Influence of obstacles on lipid lateral diffusion: computer simulation of FRAP experiments and application to proteoliposomes and biomembranes.

Fluorescence Recovery After Photobleaching experiments were simulated using a computer approach in which a membrane lipid leaflet was mimicked using a triangular lattice obstructed with randomly distributed immobile and non-overlapping circular obstacles. Influence of the radius r and area fraction c of these obstacles and of the radius R of the observation area on the relative diffusion coefficient D* (Eq. (1)) and mobile fraction M was analyzed. A phenomenological equation relating D* to r and c was established. Fitting this equation to the FRAP data we obtained with the probe NBD-PC embedded in bacteriorhodopsin/egg-PC multilayers suggests that this transmembrane protein rigidifies the surrounding lipid phase over a distance of about 18 A (approximately equal to two lipid layers) from the protein surface.
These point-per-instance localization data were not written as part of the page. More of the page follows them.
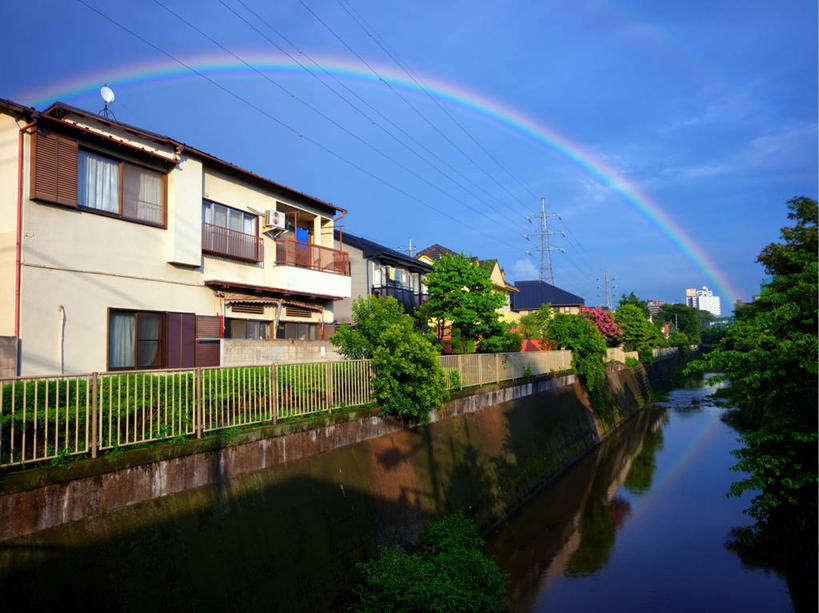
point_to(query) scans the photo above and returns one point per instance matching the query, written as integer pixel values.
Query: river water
(641, 524)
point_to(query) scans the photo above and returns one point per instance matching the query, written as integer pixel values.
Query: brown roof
(435, 252)
(59, 110)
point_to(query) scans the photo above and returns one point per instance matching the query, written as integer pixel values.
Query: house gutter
(19, 246)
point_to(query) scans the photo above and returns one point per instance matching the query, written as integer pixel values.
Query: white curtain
(98, 182)
(121, 335)
(150, 197)
(148, 340)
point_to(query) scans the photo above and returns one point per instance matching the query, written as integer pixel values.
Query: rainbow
(144, 75)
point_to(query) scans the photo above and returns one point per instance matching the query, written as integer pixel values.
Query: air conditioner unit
(274, 220)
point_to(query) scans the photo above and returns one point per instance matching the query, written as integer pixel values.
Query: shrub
(449, 572)
(408, 381)
(605, 323)
(588, 351)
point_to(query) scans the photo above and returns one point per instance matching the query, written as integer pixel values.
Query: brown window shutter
(66, 171)
(53, 168)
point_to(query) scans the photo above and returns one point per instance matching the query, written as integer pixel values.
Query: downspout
(19, 247)
(61, 333)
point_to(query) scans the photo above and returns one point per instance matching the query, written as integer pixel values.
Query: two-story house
(124, 249)
(534, 294)
(492, 268)
(380, 271)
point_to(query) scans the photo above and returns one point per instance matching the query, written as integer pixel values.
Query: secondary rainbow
(144, 75)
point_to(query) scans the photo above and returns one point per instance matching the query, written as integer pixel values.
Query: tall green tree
(638, 333)
(633, 299)
(462, 297)
(685, 318)
(408, 381)
(769, 356)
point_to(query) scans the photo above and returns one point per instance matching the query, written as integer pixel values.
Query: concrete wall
(245, 352)
(8, 356)
(280, 523)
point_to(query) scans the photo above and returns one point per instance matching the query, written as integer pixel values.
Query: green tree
(462, 297)
(534, 325)
(633, 299)
(769, 356)
(588, 348)
(638, 333)
(408, 380)
(449, 572)
(685, 318)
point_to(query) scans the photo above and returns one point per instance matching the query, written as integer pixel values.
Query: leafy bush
(502, 342)
(605, 323)
(408, 381)
(638, 333)
(588, 351)
(448, 573)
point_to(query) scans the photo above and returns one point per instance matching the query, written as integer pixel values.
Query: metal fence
(56, 417)
(50, 418)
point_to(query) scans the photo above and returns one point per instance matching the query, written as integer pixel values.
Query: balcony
(219, 240)
(290, 252)
(409, 298)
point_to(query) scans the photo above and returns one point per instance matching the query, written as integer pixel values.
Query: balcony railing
(410, 299)
(230, 243)
(308, 255)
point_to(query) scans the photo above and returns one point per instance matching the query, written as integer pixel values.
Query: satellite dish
(107, 94)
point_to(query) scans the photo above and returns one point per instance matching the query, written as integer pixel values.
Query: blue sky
(708, 110)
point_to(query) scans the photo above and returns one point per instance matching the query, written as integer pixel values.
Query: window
(63, 173)
(294, 330)
(135, 339)
(230, 232)
(141, 198)
(246, 328)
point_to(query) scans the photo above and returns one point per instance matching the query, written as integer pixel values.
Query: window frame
(120, 189)
(163, 339)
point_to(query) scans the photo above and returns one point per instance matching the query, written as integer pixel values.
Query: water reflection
(640, 523)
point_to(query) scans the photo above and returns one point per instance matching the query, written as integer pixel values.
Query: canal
(640, 524)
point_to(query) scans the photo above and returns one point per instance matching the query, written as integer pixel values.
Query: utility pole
(544, 234)
(609, 281)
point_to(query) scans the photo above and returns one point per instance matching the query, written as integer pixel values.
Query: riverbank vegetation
(448, 573)
(408, 380)
(770, 358)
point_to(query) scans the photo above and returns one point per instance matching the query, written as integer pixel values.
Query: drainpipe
(19, 247)
(61, 336)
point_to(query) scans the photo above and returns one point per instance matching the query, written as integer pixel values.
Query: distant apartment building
(654, 306)
(691, 297)
(707, 301)
(123, 249)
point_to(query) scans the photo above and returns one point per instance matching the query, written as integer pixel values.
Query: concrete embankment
(278, 518)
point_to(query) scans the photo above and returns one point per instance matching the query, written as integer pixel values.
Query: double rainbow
(142, 75)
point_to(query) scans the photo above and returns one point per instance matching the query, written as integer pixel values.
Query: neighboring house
(124, 249)
(496, 275)
(534, 294)
(380, 271)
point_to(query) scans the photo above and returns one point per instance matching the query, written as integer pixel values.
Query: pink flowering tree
(605, 323)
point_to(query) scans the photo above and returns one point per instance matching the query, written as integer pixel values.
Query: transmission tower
(543, 234)
(609, 282)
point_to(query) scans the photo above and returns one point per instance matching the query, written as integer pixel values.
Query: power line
(369, 118)
(407, 102)
(272, 117)
(367, 29)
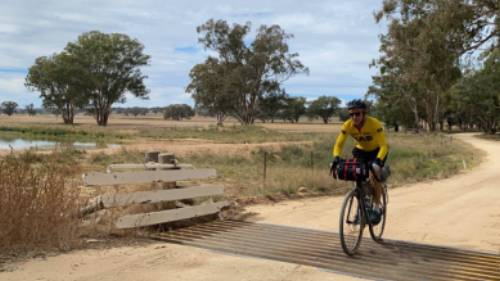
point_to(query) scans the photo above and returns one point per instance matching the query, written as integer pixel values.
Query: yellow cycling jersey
(370, 137)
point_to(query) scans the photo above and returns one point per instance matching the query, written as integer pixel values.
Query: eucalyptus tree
(323, 107)
(178, 112)
(109, 66)
(240, 76)
(8, 107)
(30, 109)
(421, 52)
(56, 78)
(293, 109)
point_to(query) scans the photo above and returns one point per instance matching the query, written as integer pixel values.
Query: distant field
(298, 153)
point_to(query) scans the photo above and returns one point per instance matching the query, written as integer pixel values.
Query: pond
(20, 143)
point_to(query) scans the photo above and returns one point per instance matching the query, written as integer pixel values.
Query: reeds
(37, 207)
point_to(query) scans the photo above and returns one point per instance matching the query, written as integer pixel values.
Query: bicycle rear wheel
(351, 223)
(377, 230)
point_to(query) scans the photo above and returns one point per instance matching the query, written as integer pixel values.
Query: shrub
(37, 207)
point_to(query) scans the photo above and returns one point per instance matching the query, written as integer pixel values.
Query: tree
(136, 111)
(109, 66)
(293, 108)
(178, 112)
(241, 76)
(56, 79)
(271, 106)
(208, 89)
(420, 54)
(476, 97)
(8, 107)
(324, 107)
(30, 109)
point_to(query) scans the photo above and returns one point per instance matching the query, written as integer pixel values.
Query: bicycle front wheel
(351, 224)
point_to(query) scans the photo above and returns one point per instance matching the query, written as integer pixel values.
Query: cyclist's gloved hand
(377, 165)
(333, 166)
(378, 162)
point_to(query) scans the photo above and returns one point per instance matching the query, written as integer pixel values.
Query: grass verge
(38, 205)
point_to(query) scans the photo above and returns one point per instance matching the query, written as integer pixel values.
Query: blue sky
(336, 39)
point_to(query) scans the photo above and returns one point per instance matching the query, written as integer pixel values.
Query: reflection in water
(18, 144)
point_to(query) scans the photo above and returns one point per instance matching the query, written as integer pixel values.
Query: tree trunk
(220, 119)
(68, 114)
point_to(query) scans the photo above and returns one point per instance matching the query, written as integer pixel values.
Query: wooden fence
(157, 167)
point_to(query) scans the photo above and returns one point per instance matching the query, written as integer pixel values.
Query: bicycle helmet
(356, 104)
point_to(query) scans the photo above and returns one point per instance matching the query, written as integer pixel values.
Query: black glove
(377, 165)
(333, 166)
(378, 162)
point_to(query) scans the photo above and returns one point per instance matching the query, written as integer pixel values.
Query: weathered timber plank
(149, 165)
(123, 199)
(138, 220)
(95, 178)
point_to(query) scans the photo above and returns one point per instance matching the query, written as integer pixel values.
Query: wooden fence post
(265, 166)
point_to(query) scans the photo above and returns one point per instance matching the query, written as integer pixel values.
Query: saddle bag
(352, 170)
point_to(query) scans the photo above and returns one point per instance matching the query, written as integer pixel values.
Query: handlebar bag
(352, 170)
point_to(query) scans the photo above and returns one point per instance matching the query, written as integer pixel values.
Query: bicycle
(356, 209)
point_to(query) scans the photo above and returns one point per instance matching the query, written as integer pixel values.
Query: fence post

In contrast, analysis of published diffusion constants obtained for lipids in the presence of gramicidin suggests that in terms of lateral diffusion, this relatively small polypeptide does not significantly affect the surrounding lipid phase. With respect to the mobile fraction M, and for point obstacles above the percolation threshold, an increase in R led to a decrease in M which can be associated with the existence of closed domains whose average size and diffusion properties can be determined. Adaptation of this model to the re-interpretation of the FRAP data obtained by Yechiel and Edidin (J Cell Biol (1987) 115:755-760) for the plasma membrane of human fibroblasts consistently leads to the suggestion that the lateral organization of this membrane would be of the confined type, with closed lipid domains of approximately equal to 0.5 microns 2 in area.